I. Bunun üzerine A, hukukçu Primus’tan yardım isteyerek, B’ye karşı kullanabileceği bir hukuki olanağın bulunup bulunmadığını sorar. Primus, A’ya şu hukuki olanaktan yararlanmasını tavsiye eder: kanuni geçit irtifakı. Bu hukuki olanağın şartları; hak talebinde bulunan kimsenin başka bir yerden geçmesinin imkansız ya da önemli derecede zahmetli olması ve iradi geçit irtifakı talebinin haklı bir sebep olmaksızın reddedilmesi.
II. Bu arada hırsız H, A’nın içme suyu olarak fıçılara doldurup hazırladığı 10 fıçı suyu, bir gece gizlice çalar ve B’ye olan borcuna karşılık rehin olarak gösterir. A, durumu öğrenir öğrenmez 10 fıçı suyu geri almak için H’ye karşı rei vindicatio (istihkak) davasını açar.
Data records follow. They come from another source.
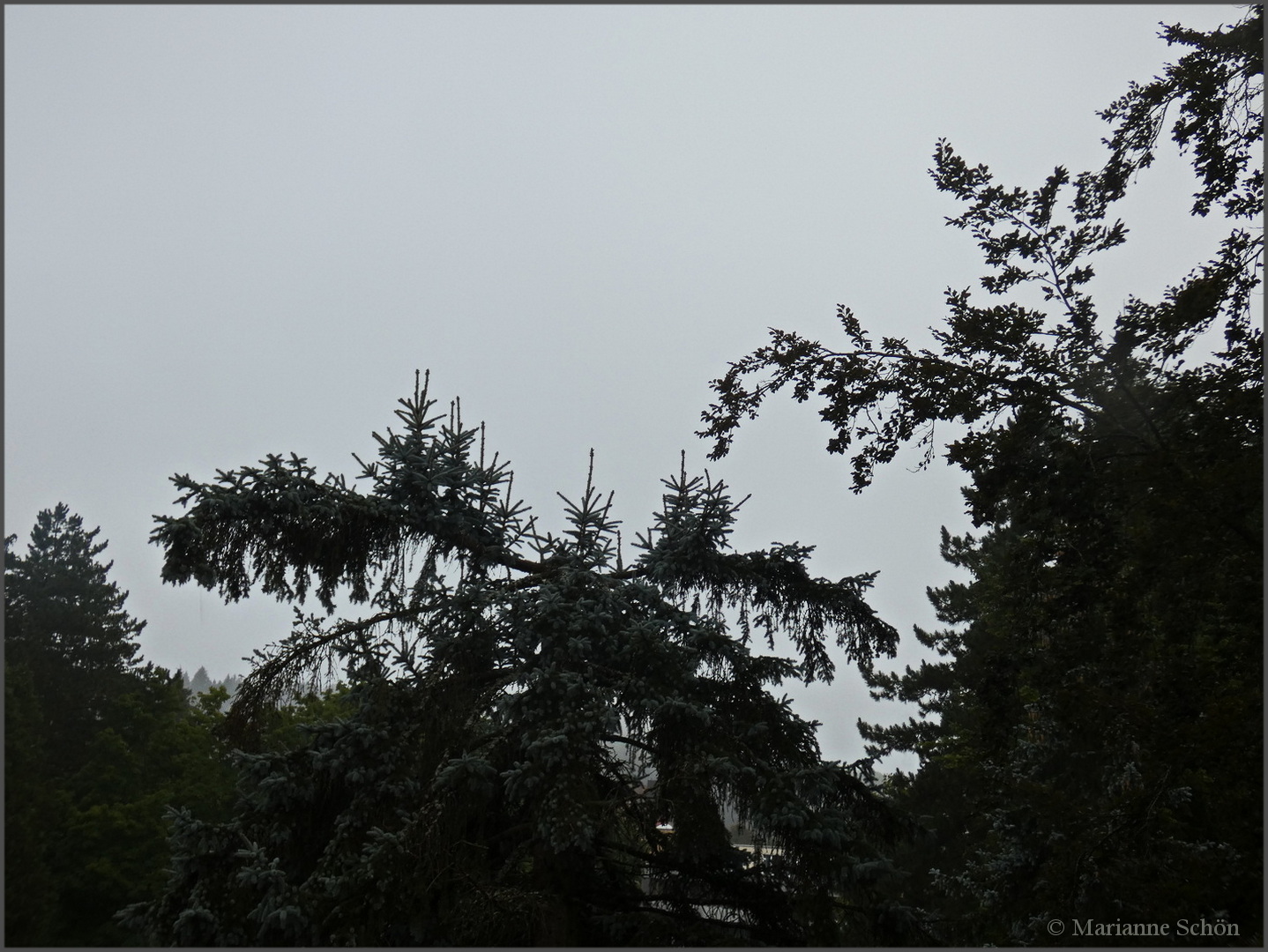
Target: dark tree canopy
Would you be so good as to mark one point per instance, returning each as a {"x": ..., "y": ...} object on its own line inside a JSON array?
[
  {"x": 526, "y": 715},
  {"x": 1091, "y": 740},
  {"x": 97, "y": 746}
]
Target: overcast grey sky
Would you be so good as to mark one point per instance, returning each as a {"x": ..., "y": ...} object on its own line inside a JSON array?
[{"x": 234, "y": 231}]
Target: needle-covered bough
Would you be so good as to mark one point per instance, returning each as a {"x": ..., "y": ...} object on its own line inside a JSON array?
[{"x": 530, "y": 714}]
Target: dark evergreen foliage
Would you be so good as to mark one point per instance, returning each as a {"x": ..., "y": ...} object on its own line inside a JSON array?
[
  {"x": 97, "y": 746},
  {"x": 526, "y": 709},
  {"x": 1092, "y": 744}
]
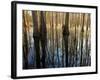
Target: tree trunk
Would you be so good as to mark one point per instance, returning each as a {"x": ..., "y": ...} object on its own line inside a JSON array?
[
  {"x": 36, "y": 37},
  {"x": 25, "y": 42},
  {"x": 43, "y": 38}
]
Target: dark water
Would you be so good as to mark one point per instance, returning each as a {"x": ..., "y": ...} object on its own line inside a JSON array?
[{"x": 78, "y": 51}]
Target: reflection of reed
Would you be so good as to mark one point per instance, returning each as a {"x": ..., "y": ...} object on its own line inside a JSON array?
[{"x": 60, "y": 39}]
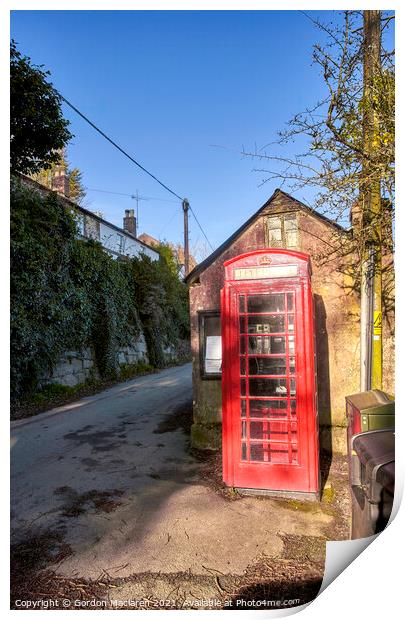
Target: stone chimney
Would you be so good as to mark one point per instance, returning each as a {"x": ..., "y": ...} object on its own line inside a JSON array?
[
  {"x": 130, "y": 222},
  {"x": 60, "y": 180}
]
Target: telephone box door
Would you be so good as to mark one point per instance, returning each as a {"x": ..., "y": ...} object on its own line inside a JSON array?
[{"x": 270, "y": 434}]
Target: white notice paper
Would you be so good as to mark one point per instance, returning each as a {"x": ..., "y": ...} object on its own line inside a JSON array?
[{"x": 213, "y": 354}]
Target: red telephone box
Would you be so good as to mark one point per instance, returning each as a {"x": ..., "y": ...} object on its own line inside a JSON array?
[{"x": 269, "y": 420}]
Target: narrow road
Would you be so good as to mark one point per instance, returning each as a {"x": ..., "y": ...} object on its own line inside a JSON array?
[
  {"x": 101, "y": 444},
  {"x": 112, "y": 476}
]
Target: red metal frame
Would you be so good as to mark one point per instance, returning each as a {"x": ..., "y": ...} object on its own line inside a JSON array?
[{"x": 268, "y": 443}]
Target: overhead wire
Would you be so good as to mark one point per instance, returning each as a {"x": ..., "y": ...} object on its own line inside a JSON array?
[{"x": 102, "y": 133}]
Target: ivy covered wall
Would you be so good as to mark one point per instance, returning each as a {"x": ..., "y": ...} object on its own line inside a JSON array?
[{"x": 67, "y": 294}]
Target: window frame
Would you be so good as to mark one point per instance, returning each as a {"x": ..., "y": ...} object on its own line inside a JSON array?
[{"x": 282, "y": 217}]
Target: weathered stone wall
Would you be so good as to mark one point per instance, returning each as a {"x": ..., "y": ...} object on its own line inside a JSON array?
[
  {"x": 76, "y": 367},
  {"x": 337, "y": 325}
]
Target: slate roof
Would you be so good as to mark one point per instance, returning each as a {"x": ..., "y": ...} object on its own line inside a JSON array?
[{"x": 193, "y": 275}]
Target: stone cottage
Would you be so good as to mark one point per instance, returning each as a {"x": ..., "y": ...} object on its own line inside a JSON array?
[{"x": 284, "y": 222}]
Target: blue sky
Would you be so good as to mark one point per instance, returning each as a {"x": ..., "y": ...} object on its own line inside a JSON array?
[{"x": 183, "y": 92}]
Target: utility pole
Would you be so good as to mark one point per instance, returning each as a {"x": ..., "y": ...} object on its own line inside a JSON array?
[
  {"x": 371, "y": 279},
  {"x": 186, "y": 206}
]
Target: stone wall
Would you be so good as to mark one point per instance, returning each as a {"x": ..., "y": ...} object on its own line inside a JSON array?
[{"x": 76, "y": 367}]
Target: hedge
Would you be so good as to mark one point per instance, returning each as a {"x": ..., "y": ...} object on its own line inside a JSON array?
[{"x": 68, "y": 293}]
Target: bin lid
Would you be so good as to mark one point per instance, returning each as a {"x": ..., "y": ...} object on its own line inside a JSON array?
[
  {"x": 376, "y": 452},
  {"x": 371, "y": 398}
]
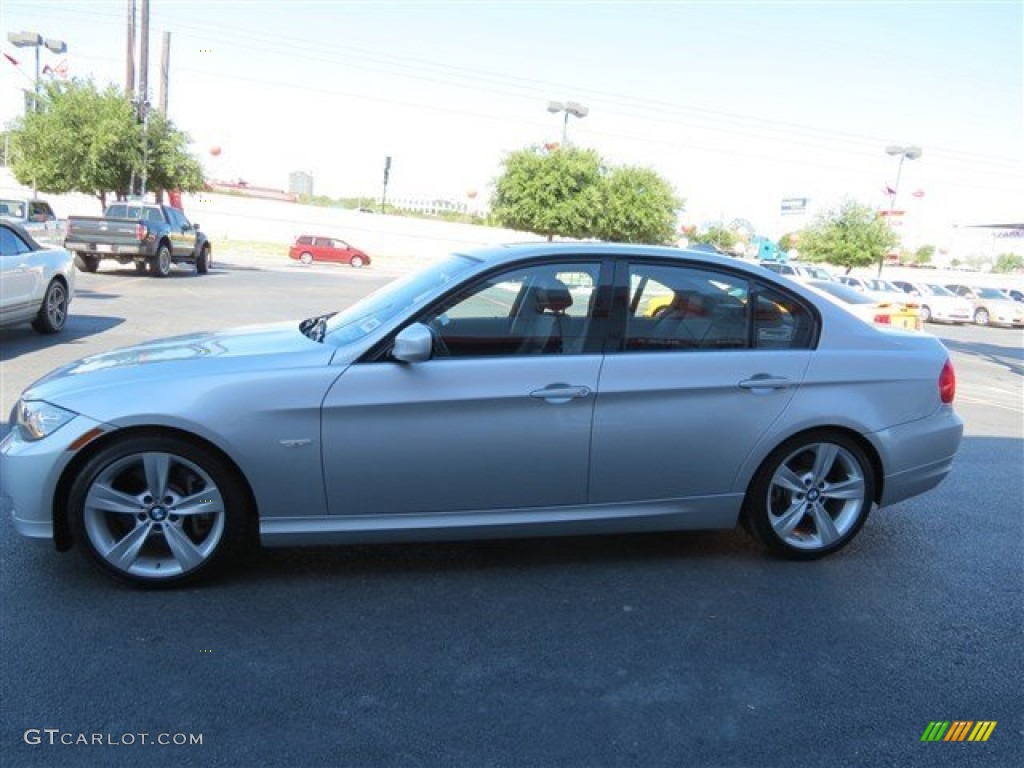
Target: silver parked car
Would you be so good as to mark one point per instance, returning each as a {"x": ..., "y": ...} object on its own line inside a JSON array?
[
  {"x": 526, "y": 390},
  {"x": 938, "y": 304},
  {"x": 37, "y": 282}
]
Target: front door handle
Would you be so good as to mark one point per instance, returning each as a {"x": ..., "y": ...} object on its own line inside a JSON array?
[
  {"x": 560, "y": 393},
  {"x": 764, "y": 383}
]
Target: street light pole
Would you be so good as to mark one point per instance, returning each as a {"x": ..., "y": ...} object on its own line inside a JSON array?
[
  {"x": 35, "y": 40},
  {"x": 569, "y": 108},
  {"x": 904, "y": 153}
]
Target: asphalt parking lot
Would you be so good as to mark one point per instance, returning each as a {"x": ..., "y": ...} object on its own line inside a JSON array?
[{"x": 686, "y": 649}]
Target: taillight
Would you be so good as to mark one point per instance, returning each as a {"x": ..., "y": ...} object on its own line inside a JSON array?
[{"x": 947, "y": 383}]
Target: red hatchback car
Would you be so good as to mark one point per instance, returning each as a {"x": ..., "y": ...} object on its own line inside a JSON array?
[{"x": 310, "y": 248}]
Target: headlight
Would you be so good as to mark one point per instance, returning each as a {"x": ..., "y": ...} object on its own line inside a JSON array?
[{"x": 37, "y": 419}]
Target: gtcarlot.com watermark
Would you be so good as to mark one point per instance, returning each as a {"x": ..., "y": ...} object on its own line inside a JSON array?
[{"x": 57, "y": 737}]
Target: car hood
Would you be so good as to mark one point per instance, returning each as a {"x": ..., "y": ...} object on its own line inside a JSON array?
[{"x": 170, "y": 359}]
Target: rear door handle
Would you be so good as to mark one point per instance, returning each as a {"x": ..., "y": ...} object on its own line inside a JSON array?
[
  {"x": 560, "y": 393},
  {"x": 764, "y": 383}
]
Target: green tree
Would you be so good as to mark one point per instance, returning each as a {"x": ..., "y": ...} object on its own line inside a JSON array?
[
  {"x": 83, "y": 139},
  {"x": 635, "y": 205},
  {"x": 1009, "y": 262},
  {"x": 549, "y": 193},
  {"x": 848, "y": 236},
  {"x": 924, "y": 255}
]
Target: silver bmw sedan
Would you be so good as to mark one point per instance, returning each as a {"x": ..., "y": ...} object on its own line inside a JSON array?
[{"x": 523, "y": 390}]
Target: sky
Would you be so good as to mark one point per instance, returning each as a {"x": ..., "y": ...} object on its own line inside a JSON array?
[{"x": 738, "y": 105}]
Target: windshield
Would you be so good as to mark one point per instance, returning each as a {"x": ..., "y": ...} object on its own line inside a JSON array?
[
  {"x": 843, "y": 293},
  {"x": 990, "y": 293},
  {"x": 395, "y": 298},
  {"x": 884, "y": 286},
  {"x": 930, "y": 290}
]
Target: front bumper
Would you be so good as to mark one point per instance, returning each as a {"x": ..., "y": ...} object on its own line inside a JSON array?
[{"x": 30, "y": 471}]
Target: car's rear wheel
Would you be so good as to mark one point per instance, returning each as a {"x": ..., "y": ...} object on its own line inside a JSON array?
[
  {"x": 160, "y": 262},
  {"x": 203, "y": 261},
  {"x": 53, "y": 312},
  {"x": 811, "y": 496},
  {"x": 158, "y": 511},
  {"x": 86, "y": 262}
]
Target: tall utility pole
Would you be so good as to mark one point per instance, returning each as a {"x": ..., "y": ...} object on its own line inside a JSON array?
[
  {"x": 130, "y": 52},
  {"x": 165, "y": 70},
  {"x": 143, "y": 86}
]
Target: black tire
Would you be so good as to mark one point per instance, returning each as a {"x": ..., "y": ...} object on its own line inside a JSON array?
[
  {"x": 160, "y": 262},
  {"x": 53, "y": 312},
  {"x": 118, "y": 477},
  {"x": 86, "y": 262},
  {"x": 203, "y": 261},
  {"x": 790, "y": 511}
]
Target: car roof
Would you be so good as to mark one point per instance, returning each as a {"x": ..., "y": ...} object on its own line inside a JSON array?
[{"x": 517, "y": 251}]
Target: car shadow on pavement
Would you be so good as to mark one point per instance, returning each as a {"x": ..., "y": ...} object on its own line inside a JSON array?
[
  {"x": 17, "y": 341},
  {"x": 1010, "y": 356}
]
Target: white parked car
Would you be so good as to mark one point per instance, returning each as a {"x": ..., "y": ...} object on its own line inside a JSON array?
[
  {"x": 857, "y": 284},
  {"x": 938, "y": 304},
  {"x": 37, "y": 283}
]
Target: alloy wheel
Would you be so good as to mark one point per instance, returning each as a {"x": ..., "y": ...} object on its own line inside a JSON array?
[{"x": 154, "y": 515}]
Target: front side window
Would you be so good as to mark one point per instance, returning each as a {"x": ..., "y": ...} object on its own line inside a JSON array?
[{"x": 544, "y": 309}]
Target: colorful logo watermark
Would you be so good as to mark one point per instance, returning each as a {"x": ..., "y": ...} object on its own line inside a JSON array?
[{"x": 958, "y": 730}]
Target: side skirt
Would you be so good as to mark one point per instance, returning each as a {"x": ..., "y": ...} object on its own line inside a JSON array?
[{"x": 669, "y": 514}]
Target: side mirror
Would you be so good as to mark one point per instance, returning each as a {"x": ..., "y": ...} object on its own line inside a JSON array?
[{"x": 414, "y": 344}]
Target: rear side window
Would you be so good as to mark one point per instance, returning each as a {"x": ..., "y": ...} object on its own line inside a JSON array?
[
  {"x": 780, "y": 322},
  {"x": 10, "y": 244},
  {"x": 674, "y": 308}
]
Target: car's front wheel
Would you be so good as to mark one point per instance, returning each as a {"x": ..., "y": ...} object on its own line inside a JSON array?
[
  {"x": 158, "y": 511},
  {"x": 811, "y": 496},
  {"x": 53, "y": 312}
]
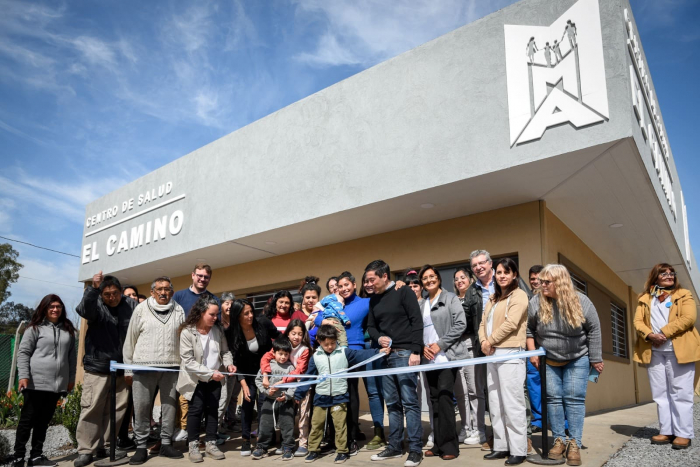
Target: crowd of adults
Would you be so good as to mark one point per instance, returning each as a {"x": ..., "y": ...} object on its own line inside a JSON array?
[{"x": 194, "y": 338}]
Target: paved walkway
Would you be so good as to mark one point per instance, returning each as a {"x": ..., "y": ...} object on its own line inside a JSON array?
[{"x": 604, "y": 434}]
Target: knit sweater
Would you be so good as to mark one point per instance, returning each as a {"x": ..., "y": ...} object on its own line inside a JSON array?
[
  {"x": 152, "y": 338},
  {"x": 561, "y": 342}
]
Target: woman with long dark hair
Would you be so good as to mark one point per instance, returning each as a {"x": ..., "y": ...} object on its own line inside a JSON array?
[
  {"x": 281, "y": 309},
  {"x": 46, "y": 365},
  {"x": 502, "y": 332},
  {"x": 249, "y": 339},
  {"x": 204, "y": 354},
  {"x": 670, "y": 345}
]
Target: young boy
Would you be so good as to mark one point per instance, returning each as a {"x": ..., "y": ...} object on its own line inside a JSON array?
[
  {"x": 277, "y": 399},
  {"x": 331, "y": 393},
  {"x": 331, "y": 309}
]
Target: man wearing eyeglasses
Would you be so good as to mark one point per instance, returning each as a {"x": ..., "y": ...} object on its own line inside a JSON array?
[
  {"x": 186, "y": 298},
  {"x": 108, "y": 313}
]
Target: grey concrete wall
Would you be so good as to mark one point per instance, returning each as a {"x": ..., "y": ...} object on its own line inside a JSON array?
[{"x": 431, "y": 116}]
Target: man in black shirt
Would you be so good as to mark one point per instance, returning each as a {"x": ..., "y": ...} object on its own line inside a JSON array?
[{"x": 395, "y": 321}]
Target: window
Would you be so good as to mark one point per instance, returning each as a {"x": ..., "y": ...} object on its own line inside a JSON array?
[
  {"x": 619, "y": 336},
  {"x": 579, "y": 283}
]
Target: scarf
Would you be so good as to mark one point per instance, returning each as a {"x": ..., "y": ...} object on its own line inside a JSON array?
[
  {"x": 155, "y": 306},
  {"x": 660, "y": 292}
]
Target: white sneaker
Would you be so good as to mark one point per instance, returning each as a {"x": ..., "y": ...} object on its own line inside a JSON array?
[
  {"x": 429, "y": 444},
  {"x": 475, "y": 438},
  {"x": 181, "y": 435},
  {"x": 463, "y": 433}
]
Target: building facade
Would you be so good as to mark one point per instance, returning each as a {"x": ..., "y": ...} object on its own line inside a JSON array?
[{"x": 533, "y": 133}]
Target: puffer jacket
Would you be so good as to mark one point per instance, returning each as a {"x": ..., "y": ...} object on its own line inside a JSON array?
[
  {"x": 192, "y": 367},
  {"x": 47, "y": 357},
  {"x": 106, "y": 331}
]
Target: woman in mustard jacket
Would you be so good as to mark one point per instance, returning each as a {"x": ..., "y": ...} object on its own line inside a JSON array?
[{"x": 670, "y": 345}]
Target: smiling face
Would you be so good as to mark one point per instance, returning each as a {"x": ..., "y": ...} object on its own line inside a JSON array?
[
  {"x": 346, "y": 288},
  {"x": 54, "y": 312},
  {"x": 310, "y": 299},
  {"x": 483, "y": 268},
  {"x": 666, "y": 278},
  {"x": 200, "y": 280},
  {"x": 246, "y": 317},
  {"x": 209, "y": 317},
  {"x": 162, "y": 292},
  {"x": 462, "y": 282},
  {"x": 283, "y": 306},
  {"x": 503, "y": 277}
]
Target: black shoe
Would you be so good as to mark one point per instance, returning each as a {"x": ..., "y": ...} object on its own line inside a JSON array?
[
  {"x": 166, "y": 450},
  {"x": 387, "y": 453},
  {"x": 414, "y": 459},
  {"x": 493, "y": 455},
  {"x": 139, "y": 457},
  {"x": 83, "y": 460},
  {"x": 126, "y": 444},
  {"x": 41, "y": 461}
]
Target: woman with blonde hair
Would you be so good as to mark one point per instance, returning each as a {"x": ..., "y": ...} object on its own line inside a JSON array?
[
  {"x": 670, "y": 345},
  {"x": 566, "y": 324},
  {"x": 502, "y": 332}
]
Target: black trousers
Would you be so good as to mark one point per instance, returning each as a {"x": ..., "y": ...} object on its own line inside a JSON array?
[
  {"x": 36, "y": 415},
  {"x": 204, "y": 402},
  {"x": 441, "y": 383}
]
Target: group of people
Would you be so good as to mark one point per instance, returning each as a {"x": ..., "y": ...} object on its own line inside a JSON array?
[{"x": 203, "y": 350}]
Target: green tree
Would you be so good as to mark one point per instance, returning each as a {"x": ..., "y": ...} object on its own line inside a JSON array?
[{"x": 9, "y": 269}]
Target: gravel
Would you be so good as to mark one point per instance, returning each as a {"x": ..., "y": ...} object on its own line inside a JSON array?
[
  {"x": 639, "y": 451},
  {"x": 57, "y": 442}
]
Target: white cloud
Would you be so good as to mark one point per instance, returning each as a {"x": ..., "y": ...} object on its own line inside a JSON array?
[{"x": 366, "y": 32}]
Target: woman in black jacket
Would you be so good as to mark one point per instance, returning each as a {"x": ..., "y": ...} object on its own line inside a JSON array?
[{"x": 249, "y": 338}]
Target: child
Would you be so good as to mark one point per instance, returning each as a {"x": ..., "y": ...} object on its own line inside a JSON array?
[
  {"x": 299, "y": 337},
  {"x": 276, "y": 398},
  {"x": 331, "y": 308},
  {"x": 331, "y": 393}
]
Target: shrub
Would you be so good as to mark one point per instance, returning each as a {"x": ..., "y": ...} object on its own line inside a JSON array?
[{"x": 71, "y": 412}]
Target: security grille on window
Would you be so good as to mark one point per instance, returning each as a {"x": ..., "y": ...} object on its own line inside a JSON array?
[
  {"x": 617, "y": 320},
  {"x": 579, "y": 284}
]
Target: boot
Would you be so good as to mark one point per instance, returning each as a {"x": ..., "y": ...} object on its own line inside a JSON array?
[
  {"x": 378, "y": 441},
  {"x": 573, "y": 453},
  {"x": 213, "y": 451},
  {"x": 195, "y": 455},
  {"x": 557, "y": 451}
]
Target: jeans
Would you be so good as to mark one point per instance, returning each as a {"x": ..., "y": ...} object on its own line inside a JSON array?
[
  {"x": 36, "y": 415},
  {"x": 204, "y": 402},
  {"x": 373, "y": 385},
  {"x": 248, "y": 406},
  {"x": 566, "y": 397},
  {"x": 401, "y": 398}
]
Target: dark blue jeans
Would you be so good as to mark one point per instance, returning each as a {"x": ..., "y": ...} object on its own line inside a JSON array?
[
  {"x": 401, "y": 398},
  {"x": 374, "y": 392}
]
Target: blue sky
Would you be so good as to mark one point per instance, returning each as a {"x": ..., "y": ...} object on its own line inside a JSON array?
[{"x": 96, "y": 94}]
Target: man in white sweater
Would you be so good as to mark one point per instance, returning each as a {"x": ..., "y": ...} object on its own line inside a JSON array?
[{"x": 152, "y": 339}]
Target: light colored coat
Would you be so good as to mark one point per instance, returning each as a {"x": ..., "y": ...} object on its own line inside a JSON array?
[
  {"x": 680, "y": 328},
  {"x": 510, "y": 331},
  {"x": 192, "y": 367}
]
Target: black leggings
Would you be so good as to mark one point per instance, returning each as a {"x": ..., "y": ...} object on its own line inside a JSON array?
[
  {"x": 36, "y": 415},
  {"x": 204, "y": 402}
]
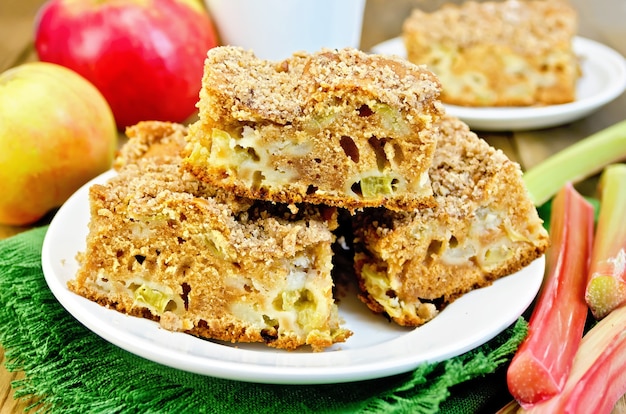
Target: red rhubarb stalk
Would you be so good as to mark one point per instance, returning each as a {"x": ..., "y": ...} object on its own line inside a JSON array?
[
  {"x": 541, "y": 365},
  {"x": 606, "y": 286},
  {"x": 598, "y": 376}
]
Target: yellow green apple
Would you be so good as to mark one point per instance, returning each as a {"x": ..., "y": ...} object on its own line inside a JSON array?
[{"x": 56, "y": 133}]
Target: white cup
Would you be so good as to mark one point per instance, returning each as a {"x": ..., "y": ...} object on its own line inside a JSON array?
[{"x": 275, "y": 29}]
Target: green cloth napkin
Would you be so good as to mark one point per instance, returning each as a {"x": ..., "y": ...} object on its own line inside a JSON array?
[{"x": 71, "y": 370}]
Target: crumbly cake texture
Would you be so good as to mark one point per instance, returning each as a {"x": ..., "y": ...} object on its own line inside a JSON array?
[
  {"x": 484, "y": 227},
  {"x": 510, "y": 53},
  {"x": 336, "y": 127},
  {"x": 162, "y": 245}
]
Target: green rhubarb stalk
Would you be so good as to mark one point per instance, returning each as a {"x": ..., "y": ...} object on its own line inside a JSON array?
[
  {"x": 540, "y": 367},
  {"x": 606, "y": 286},
  {"x": 576, "y": 162},
  {"x": 598, "y": 376}
]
Praetor, davayı kabul eder ve H’yi, suları A’ya geri vermeye mahkum eder.
Bu arada H, vadesi gelen borcunu B’ye ödeyemez ve bunun üzerine B, A’ya, rehin hakkından doğan davayı açarak, 10 fıçı suyu paraya çevirtmek ister. Ancak praetor bu davayı kabul etmez. Çünkü; B’nin 10 fıçı üzerinde bir rehin hakkı kurulmamıştır. H, malın maliki olmadığı için abusus yetkisine de sahip değildir, tasarrufi işlemlerde bulunamaz. Bu durumda bir tasarrufi işlem olan rehin hakkı tesisi de geçerli değildir. Rehin hakkı teminat konusu mal ve bu malın hangi borca teminat olacağı hususunda tarafların anlaşması ve teminat konusu malın borçlu tarafından (eğer teminat gösterilen malın maliki borçlu değilse, malın malikinin rızası ile) teminat olarak gösterilmesi şartı ile kurulur.Olayda malın maliki olan A’nın 10 fıçı suyun teminat olarak gösterilmesine rızası yoktur. B’nin rehin hakkı doğmadığına göre, rehin hakkından doğan davayı da açamaz.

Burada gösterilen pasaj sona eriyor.